Du vent et des voiles. Peindre l'instant présent
« Rien n'est immobile, dans ce qui nous entoure, écrit Sorolla. La mer se crispe à chaque moment, les nuages se déforment, en se déplaçant ; la corde suspendue à ce bateau oscille lentement ; cet enfant saute ; cet arbre plie ses branches et les soulève à nouveau… mais même si tout était pétrifié et fixe, il suffirait que le soleil bouge, comme il fait sans cesse, pour donner un effet différent aux choses… il faut peindre vite, pour ne rien perdre de ce qu'il y a de fugace, qu'on ne retrouvera plus ! »
Capter la vision immédiate, la sensation passagère, devient une véritable obsession pour Sorolla. Afin de transmettre la rapidité d'une voile gonflée par le vent, il tâche de transposer sur la toile la sensation que l'œil perçoit lors d'un premier regard. Il réalise une infinité de dessins de voiles enflées par le vent, mais aussi recueillies ou partiellement repliées, explorant toutes les possibilités plastiques du motif. Ses esquisses lui permettent, par la suite, d'aborder ses toiles avec la même fraîcheur que ces petites études.
Ombre et lumière, éléments de composition
Chaque œuvre de Sorolla présente une étude approfondie de la composition qui dynamise le motif représenté et qui combine les textures et les couleurs complémentaires pour en accentuer la luminosité.
Sorolla compose par la lumière avec une audace de plus en plus extrême. Il force les ombres, réunissant les couleurs complémentaires, selon la loi du contraste simultanée des couleurs, énoncée par le chimiste Michel-Eugène Chevreul en 1839.
La lumière et les ombres sont les véritables protagonistes des tableaux exposés dans cette salle, parmi ses plus grands succès internationaux. Ainsi, dans ces tableaux et dans les portraits de pêcheuses valenciennes, l'ombre représente tantôt l'espace par lequel le spectateur peut s'introduire dans l'œuvre, tantôt le contrepoint qui donne son équilibre à la composition.
La couleur ravie à la nature
À partir de 1904-1905, la peinture de Sorolla prend ses distances du naturalisme, dans l'effort de mettre encore plus en relief les couleurs.
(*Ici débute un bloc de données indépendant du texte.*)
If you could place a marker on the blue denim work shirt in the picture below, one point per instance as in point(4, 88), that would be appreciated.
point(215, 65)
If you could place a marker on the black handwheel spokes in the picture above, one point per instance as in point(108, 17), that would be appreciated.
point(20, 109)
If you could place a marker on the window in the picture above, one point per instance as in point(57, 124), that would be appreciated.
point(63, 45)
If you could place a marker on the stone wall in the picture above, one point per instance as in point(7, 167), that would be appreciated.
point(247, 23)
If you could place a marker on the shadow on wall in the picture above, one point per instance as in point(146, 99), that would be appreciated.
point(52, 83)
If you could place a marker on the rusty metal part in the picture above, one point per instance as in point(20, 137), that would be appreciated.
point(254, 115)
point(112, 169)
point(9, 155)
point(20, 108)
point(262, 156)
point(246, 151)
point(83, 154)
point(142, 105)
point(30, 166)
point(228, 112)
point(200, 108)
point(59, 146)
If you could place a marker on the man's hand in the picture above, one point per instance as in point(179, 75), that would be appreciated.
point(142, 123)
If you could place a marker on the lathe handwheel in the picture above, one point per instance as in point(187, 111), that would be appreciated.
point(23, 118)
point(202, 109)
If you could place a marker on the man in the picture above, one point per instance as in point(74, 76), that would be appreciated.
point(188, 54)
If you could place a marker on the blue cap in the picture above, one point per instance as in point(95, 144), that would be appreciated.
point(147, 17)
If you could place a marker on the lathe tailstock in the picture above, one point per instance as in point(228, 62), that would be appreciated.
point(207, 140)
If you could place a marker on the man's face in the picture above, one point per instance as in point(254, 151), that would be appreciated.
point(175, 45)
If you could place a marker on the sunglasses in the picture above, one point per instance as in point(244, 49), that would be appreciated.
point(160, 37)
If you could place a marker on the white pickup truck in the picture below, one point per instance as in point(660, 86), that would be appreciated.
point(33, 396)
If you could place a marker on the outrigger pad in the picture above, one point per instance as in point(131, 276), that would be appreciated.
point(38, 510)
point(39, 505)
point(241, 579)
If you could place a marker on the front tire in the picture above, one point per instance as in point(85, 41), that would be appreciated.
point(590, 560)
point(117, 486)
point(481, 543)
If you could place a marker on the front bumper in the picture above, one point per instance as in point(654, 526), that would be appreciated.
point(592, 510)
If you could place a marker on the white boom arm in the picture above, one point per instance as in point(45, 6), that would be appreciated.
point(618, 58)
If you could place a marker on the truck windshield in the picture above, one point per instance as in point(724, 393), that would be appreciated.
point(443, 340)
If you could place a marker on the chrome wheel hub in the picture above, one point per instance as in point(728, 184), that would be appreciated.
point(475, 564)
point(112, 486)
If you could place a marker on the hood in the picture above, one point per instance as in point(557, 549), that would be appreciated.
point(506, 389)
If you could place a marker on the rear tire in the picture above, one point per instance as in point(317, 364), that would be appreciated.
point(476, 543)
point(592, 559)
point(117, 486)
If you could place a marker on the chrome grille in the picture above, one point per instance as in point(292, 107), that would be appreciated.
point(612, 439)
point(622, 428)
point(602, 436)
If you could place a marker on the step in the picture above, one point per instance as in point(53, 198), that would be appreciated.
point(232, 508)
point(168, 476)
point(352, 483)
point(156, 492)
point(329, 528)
Sa campagne à Xàbia, au sud de Valence, pendant l'été 1905 donne vie à quelques-unes des œuvres les plus importantes qui composent sa première exposition personnelle à la galerie Georges Petit, en 1906.
En regardant la mer de Xàbia, il trouve cette combinaison de couleurs complémentaires dans la nature. L'écrivain Vicente Blasco Ibáñez dira à ce propos : « Ceci n'est pas peindre, c'est ravir à la nature la lumière et la couleur ».
Sorolla réduit et brise sa touche de pinceau, afin de transmettre les plans de couleur multiples que produit la rencontre de lumière et de l'eau. Les œuvres de ce type, centrées exclusivement sur les aspects plastiques, privilégient un point de vue en plongée, qui apparaît très moderne, suggéré, entre-autres, par l'influence de la photographie et de l'estampe japonaise.